The first part, ,it noted, contains practice exercises where the student is expected to copy the printed text in the lines given immediately below. But, that would be a very limited way of looking at the book as a whole. In fact, there are many portions of the book subsequently where a student is expected to answer questions. The student is expected to write down the meaning of Hindi words. The student is expected to write a short essay on a given aspect.

"It appears from reading the book Sulekh Sarita Part V (and this holds good for the other Parts I to IV) as a whole that while in the initial phases, the teacher is expected to guide the student and the book is used as a tool in that endeavour, there are substantial portions of the book where after completing that phase, the student is asked to write words of his or her own…In other words, the student is not merely copying from a printed text. Here the listening and retentive abilities of the student are being tested," noted the bench.

It also noted that the book had pages where students were supposed to join two Hindi words to make another Hindi word.

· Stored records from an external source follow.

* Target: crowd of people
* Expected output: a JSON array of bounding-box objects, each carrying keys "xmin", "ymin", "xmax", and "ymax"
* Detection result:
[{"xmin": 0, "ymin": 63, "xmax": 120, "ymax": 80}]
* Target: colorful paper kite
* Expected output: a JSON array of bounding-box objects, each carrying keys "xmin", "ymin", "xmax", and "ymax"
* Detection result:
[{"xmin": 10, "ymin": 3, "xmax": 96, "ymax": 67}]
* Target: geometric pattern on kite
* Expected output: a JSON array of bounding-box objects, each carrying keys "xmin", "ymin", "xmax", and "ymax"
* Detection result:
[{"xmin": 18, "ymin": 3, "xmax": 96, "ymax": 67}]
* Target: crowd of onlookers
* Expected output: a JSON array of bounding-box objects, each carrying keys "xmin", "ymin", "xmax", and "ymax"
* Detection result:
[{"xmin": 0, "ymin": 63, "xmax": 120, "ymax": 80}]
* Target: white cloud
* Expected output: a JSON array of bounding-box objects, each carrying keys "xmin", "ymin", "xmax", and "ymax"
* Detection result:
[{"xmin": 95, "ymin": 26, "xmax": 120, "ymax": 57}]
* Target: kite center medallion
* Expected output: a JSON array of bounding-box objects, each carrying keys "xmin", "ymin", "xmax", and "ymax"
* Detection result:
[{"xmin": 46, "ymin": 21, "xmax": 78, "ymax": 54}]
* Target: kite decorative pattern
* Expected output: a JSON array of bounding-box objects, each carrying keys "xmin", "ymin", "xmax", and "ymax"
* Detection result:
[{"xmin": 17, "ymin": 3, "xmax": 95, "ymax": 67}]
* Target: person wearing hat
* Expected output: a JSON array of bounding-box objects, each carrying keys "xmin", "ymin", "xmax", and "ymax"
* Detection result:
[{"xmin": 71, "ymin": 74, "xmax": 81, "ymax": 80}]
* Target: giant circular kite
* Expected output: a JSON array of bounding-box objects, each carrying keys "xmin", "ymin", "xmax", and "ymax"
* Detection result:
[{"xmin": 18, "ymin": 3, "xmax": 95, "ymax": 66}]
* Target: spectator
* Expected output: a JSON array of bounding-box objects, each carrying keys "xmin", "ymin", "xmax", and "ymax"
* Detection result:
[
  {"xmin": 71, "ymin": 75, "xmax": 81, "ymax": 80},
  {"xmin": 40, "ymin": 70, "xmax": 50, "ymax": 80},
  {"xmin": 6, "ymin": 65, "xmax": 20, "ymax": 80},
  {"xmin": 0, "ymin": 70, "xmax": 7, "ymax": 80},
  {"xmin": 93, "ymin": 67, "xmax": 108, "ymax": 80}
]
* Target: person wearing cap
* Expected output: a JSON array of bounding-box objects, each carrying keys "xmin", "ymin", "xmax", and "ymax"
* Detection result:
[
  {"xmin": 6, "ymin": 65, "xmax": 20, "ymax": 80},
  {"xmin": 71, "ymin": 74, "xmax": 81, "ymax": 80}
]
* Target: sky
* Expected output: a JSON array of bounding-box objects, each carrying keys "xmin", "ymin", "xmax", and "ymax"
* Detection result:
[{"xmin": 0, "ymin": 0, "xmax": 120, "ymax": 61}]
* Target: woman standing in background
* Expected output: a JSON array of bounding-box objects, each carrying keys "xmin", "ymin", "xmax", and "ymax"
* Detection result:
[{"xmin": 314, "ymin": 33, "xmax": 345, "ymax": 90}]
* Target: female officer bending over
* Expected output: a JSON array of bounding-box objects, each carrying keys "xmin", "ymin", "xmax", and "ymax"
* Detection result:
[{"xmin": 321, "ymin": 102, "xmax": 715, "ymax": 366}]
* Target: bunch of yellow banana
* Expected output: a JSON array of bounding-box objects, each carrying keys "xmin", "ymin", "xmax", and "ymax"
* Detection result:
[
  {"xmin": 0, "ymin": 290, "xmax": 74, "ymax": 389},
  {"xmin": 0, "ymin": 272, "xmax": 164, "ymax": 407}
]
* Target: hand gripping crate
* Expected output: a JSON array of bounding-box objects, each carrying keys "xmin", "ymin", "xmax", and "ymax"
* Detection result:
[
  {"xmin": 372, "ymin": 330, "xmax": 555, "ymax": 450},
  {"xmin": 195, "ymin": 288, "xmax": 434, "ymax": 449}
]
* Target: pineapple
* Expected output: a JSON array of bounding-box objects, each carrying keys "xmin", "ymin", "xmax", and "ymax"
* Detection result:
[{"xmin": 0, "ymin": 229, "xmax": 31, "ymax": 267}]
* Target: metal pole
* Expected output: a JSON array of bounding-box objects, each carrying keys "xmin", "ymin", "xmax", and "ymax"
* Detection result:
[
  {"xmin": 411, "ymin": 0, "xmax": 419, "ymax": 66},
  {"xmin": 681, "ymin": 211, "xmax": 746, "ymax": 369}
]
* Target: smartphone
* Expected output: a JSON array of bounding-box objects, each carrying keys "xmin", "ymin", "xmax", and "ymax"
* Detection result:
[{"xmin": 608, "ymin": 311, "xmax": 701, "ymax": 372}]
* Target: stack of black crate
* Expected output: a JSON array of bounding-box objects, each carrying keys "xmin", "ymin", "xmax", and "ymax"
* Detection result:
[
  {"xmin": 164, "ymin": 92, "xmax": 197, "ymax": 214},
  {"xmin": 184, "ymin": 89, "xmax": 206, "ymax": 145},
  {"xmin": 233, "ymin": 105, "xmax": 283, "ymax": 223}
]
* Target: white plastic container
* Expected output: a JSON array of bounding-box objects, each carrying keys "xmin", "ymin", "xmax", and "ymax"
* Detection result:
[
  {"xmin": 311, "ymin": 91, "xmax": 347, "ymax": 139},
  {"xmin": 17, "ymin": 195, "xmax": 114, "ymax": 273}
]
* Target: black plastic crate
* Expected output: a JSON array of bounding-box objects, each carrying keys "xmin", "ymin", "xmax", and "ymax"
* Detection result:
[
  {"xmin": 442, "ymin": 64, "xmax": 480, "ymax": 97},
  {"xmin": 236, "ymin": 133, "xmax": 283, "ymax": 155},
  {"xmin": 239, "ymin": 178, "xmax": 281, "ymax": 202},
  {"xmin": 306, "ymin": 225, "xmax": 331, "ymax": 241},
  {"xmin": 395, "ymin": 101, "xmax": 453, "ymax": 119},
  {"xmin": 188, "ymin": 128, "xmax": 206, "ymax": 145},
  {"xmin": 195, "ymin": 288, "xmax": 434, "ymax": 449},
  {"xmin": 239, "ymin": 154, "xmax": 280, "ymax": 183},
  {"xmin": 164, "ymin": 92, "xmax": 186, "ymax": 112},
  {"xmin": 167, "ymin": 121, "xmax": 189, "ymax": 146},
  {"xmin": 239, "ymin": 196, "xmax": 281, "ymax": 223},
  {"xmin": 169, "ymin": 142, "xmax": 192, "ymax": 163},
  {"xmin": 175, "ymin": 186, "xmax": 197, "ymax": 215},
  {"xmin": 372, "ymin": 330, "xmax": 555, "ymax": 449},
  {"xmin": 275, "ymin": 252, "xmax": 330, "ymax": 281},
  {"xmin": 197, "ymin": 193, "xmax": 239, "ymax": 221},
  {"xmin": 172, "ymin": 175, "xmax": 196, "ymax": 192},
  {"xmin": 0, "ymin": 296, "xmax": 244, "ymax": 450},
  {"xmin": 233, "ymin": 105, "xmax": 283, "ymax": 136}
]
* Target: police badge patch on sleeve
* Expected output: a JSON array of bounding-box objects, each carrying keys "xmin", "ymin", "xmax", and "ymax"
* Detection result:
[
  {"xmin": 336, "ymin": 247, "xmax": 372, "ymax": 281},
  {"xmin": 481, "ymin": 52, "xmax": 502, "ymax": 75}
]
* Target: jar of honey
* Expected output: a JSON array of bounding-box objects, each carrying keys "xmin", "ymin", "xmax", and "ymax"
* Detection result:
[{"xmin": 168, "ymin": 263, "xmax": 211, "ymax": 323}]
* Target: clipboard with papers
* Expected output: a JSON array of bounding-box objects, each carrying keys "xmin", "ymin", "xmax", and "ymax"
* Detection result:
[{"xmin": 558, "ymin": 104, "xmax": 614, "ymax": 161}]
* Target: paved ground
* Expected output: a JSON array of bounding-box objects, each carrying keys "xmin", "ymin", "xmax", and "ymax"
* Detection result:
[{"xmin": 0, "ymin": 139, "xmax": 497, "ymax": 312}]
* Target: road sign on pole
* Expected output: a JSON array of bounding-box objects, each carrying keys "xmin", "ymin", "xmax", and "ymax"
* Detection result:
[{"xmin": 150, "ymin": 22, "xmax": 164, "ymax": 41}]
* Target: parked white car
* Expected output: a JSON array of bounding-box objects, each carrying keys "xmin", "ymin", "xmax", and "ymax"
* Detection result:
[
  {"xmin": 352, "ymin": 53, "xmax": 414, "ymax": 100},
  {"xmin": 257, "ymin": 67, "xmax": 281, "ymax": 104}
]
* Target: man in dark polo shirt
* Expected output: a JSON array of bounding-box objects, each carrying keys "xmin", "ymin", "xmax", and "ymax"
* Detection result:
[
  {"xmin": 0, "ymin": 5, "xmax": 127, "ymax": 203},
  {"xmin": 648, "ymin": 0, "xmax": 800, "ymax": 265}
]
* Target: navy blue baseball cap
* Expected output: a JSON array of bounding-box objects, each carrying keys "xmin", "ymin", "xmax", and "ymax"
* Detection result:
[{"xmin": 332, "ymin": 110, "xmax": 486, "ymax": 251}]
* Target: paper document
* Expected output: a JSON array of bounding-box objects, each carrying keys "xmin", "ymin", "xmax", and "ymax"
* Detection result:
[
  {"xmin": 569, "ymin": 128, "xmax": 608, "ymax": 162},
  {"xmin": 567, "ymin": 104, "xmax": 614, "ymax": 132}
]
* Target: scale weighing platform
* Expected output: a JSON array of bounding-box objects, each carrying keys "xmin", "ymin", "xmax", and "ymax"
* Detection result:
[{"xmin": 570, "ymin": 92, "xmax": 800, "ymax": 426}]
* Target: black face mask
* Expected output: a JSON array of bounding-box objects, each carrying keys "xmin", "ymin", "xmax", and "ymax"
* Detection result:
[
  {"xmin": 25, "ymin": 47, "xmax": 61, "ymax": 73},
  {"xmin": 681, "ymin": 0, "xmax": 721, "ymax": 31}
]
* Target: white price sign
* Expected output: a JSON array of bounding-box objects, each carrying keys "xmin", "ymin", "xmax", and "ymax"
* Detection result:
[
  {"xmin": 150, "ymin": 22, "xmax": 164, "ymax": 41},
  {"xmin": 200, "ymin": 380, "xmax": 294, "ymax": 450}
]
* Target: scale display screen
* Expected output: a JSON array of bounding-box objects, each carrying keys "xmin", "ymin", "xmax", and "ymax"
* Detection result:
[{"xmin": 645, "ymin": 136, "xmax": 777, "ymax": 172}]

"This Court, therefore, is not persuaded to concur with the assessment made by the AAR of the above book that "only in very few pages, any printed exercise or questions is given." An educational text is like a handholding exercise for a child. While in the first few pages, it may appear that the child is asked to mechanically reproduce from the printed text, as the course progresses, the child is encouraged to think on his or her own. This is what precisely this 'work book', or as the Court would like to rephrase it, this 'practice book' does. At the end of the course, by using these books, the attempt is to enhance the educational value addition as far as the child is concerned. The attempt is to help the child think on his own and to enable the teacher to evaluate the child's output. By no means can it be said that these books are for enabling a child to merely copy words from a printed text in order to improve his or her own handwriting," said the high court.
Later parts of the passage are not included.